L'eau était à une pression d'environ 6 bar et à une température de 95°C (photo 1). La zone traitée comportait des plantes ayant environ 70 cm de haut, réparties sans espace libre entre les pieds (zone dense), contrairement à l'essai réalisé en 2000 (photo 2, 5).
Le quantité d'eau à employer est de l'ordre de 2.5 litres par pied d'ambroisie, en zone dense, pour des plants atteignant 70 cm de haut. Si on traite les plantes plus tôt (mai/juin), lorsqu'elles ne mesurent que 20 à 30 cm, la quantité d'eau à utiliser peut être estimée à moins de 1 litre par pied.
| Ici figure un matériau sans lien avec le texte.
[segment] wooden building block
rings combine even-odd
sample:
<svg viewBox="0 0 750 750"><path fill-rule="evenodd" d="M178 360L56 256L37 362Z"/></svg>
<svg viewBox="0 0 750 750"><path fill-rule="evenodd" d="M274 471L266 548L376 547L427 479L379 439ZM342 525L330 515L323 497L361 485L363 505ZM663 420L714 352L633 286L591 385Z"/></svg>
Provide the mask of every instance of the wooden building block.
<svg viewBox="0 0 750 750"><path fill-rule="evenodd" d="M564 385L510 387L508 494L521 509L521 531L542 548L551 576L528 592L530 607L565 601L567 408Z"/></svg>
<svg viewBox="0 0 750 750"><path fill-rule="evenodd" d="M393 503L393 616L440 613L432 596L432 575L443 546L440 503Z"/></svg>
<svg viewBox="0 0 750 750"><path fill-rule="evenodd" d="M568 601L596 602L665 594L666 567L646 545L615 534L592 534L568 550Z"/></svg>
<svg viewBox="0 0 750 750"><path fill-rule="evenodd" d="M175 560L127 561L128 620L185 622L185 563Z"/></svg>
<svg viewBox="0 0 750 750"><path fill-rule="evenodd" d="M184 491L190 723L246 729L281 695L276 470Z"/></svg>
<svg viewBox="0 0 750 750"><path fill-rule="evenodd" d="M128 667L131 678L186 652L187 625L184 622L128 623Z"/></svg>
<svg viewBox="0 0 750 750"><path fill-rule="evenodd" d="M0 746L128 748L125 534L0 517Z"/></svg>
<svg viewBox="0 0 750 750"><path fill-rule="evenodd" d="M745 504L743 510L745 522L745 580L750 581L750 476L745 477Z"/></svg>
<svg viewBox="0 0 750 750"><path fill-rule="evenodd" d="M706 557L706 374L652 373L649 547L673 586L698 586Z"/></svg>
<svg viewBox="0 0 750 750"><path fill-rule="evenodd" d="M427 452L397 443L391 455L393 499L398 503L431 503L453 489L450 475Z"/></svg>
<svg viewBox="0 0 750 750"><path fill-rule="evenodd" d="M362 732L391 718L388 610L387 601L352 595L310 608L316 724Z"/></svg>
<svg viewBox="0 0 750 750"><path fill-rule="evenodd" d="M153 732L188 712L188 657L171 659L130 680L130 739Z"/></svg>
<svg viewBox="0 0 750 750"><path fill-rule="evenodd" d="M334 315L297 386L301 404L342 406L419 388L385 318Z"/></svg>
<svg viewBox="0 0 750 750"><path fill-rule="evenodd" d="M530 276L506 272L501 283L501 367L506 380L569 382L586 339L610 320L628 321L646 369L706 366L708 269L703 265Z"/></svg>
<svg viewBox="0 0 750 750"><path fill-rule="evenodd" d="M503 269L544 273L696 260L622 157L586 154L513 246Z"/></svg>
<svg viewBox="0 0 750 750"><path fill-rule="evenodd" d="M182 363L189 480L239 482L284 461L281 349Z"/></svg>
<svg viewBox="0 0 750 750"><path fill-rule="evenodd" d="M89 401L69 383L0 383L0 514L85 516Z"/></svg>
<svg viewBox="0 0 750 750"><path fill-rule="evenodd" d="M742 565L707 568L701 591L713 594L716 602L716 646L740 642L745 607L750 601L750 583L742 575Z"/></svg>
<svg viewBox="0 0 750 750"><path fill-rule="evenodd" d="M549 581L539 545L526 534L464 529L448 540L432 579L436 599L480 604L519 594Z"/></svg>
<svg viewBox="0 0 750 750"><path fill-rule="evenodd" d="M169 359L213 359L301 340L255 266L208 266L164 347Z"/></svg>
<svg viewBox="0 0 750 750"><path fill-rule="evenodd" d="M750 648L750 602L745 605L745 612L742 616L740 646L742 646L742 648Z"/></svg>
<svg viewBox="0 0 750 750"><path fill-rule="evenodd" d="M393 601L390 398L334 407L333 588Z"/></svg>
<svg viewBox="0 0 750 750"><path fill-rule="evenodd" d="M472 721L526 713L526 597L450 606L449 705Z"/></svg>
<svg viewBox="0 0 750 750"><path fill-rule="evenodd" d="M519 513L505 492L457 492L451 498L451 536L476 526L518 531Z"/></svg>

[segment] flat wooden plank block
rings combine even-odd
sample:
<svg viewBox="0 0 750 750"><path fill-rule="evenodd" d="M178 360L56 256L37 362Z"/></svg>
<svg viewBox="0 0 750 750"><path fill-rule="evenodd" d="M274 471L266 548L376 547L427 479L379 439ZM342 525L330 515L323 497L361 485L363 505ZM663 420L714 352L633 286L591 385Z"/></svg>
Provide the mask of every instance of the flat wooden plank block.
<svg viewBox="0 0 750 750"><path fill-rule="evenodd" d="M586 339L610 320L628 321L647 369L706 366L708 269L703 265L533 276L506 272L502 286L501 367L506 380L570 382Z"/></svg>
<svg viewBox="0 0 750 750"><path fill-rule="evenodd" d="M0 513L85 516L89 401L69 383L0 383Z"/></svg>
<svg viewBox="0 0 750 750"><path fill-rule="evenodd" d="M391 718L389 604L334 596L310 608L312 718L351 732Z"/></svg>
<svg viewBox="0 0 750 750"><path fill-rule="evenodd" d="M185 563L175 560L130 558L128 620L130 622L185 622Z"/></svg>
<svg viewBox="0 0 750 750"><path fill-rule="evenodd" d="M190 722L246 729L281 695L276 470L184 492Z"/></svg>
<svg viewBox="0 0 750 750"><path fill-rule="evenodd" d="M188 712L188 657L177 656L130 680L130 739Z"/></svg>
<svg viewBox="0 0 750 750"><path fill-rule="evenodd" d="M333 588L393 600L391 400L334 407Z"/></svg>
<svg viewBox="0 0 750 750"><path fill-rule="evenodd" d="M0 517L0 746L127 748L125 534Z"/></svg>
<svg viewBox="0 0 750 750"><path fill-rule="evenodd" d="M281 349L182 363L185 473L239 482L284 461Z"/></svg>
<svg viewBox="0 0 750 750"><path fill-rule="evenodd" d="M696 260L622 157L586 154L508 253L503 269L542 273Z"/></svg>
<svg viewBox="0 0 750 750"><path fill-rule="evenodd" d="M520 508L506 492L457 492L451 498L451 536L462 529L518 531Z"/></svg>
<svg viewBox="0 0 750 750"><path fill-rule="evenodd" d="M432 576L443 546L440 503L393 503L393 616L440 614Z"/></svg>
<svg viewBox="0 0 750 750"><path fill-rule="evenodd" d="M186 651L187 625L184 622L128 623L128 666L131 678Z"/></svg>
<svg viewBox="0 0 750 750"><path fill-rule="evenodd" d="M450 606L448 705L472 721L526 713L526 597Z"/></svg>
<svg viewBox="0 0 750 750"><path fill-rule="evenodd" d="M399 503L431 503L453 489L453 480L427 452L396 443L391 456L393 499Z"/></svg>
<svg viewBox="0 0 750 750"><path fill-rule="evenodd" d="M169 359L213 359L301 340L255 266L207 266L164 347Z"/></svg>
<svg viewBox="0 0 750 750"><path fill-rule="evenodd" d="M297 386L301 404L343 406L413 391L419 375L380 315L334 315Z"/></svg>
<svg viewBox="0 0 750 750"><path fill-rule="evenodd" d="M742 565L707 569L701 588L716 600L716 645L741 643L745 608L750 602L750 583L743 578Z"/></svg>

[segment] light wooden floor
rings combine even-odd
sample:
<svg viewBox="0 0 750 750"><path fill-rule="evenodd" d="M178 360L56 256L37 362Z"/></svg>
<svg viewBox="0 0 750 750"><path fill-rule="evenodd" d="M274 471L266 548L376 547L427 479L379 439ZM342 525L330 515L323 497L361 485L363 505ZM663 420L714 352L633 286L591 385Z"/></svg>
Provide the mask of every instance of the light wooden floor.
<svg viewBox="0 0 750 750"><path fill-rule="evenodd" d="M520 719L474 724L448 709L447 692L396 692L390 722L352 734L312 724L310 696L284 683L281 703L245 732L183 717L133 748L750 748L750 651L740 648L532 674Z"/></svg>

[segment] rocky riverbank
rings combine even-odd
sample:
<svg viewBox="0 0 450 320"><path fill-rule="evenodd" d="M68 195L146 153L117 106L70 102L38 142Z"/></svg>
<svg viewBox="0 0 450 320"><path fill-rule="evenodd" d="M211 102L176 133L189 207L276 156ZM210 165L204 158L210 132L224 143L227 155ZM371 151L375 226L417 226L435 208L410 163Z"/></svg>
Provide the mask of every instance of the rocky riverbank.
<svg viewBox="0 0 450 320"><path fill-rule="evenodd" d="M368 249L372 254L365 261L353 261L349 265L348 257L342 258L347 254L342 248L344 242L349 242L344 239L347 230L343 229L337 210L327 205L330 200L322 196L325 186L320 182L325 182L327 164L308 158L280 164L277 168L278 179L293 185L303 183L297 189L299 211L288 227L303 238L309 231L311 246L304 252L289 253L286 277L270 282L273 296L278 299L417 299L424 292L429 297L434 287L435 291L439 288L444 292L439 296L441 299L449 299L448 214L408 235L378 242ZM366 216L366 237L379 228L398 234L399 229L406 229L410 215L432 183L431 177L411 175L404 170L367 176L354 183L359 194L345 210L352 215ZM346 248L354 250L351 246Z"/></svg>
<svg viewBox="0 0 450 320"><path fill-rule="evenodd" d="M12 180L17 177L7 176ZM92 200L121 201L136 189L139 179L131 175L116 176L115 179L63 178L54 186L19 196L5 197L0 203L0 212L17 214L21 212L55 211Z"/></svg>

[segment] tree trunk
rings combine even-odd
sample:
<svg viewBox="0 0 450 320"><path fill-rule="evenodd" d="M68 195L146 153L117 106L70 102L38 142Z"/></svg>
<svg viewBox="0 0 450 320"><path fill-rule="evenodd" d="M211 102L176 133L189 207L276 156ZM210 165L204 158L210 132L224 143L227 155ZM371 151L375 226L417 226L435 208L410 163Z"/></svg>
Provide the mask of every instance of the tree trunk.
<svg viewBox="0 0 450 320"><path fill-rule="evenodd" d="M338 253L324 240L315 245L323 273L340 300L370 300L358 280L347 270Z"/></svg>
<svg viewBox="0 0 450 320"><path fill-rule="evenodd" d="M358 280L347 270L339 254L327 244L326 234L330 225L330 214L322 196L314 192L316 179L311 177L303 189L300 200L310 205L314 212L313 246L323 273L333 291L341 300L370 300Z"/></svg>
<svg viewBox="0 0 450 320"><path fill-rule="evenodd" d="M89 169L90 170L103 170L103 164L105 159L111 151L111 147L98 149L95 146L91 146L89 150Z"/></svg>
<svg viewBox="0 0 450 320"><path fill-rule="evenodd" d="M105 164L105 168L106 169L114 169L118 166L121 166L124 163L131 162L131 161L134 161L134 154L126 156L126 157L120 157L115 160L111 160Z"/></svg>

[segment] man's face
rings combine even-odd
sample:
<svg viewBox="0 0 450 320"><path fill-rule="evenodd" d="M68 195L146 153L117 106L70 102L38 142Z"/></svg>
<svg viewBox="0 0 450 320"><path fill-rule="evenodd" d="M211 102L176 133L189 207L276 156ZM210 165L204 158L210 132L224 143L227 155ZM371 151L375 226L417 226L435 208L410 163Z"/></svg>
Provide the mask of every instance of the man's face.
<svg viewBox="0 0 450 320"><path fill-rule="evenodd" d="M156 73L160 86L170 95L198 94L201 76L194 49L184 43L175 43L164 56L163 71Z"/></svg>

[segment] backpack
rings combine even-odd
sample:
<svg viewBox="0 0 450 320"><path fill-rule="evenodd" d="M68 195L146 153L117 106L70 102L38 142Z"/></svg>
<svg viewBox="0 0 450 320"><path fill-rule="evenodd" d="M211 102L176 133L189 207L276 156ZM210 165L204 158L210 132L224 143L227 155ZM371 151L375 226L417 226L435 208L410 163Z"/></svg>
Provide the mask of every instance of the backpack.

L'association s'est aussi intéressée à l'impact que pouvait avoir l'eau chaude sur l'écosystème des " zones traitées ". Après un suivi d'une durée de plus d'un mois après le traitement, nous avons constaté que l'herbe continuait à pousser normalement au pied des plants d'ambroisie desséchés (qui eux seuls avaient été " insolés ") et que la vie animale (insectes) était comparable à celle rencontrée dans les zones voisines, infestées ou non d'ambroisie.

Les résultats obtenus lors de cette campagne sont comparables à ceux des essais réalisés en 2000. Les plants " traités " sont détruits complètement et définitivement au bout de deux à trois jours. Fin août il n'a pas été constaté de reprise de végétation sur les plantes " traitées " (Photos 3, 4, 6, 7,12).

(Essai 1) 1 : Insolation - eau = 95°C

(Essai 1) 2 :
Etat initial du champ d'ambroisie

(Essai 1) 3 :
Etat du champ 10' après insolation

(Essai 1) 4 :
Etat du champ après une semaine

(Essai 2) 5 :
Etat initial du champ d'ambroisie

(Essai 2) 6 :
Etat du champ après insolation

(Essai 2) 7 :
Etat du champ après une semaine

(Essai 3) 8 :
Etat initial du champ d'ambroisie

Tonte :


Lors du premier essai (mi juillet) l'Association a procédé à un fauchage manuel, à une hauteur de 5 cm, d'une zone ou la densité d'ambroisie était très importante.
Fin août on constate que les plants d'ambroisie " fauchés " mesurent environ 40 cm, qu'ils ont repoussé avec un nombre de branches par pieds plus important que celui constaté sur des plans d'ambroisie voisins qui n'ont pas été fauchés (qui eux mesurent près d'un mètre de haut).

On remarque aussi que les fleurs sur chaque branche sont aussi nombreuses et au même niveau de développement que celles des plantes voisines non traitées (photos 8, 9, 10, 11)
Le fauchage semble renforcer le développement en volume des plantes d'ambroisie. Il ne retarde pas la floraison s'il est pratiqué en juillet.

On déduit de cet essai que pour interdire toute inflorescence de la plante le fauchage doit être répété aussi souvent que nécessaire.

(Essai 3) 9 : ambroisie fauchée le 07/08/2001

(Essai 3) 10 : ambroisie fauchée le 26/08/2001

(Essai 3) 11 : ambroisie fauchée le 26/08/2001

(Essai 3) 12 : ambroisie fauchée le 26/08/2001

Conclusion générale :
Le procédé de destruction de l'ambroisie par l'eau chaude est une méthode écologiquement propre qui permet une destruction définitive de la plante, tout en respectant l'écosystème. Pour obtenir une efficacité maximale, dans les zones ou l'infestation présente une forte densité de plante, il semble judicieux de procéder à un fauchage préalable afin d'économiser le volume d'eau utilisée. Les essais de fauchage démontrent de nouveau que pour être efficace cette technique doit être renouvelée autant que nécessaire afin que la plante ne puisse pas atteindre la floraison.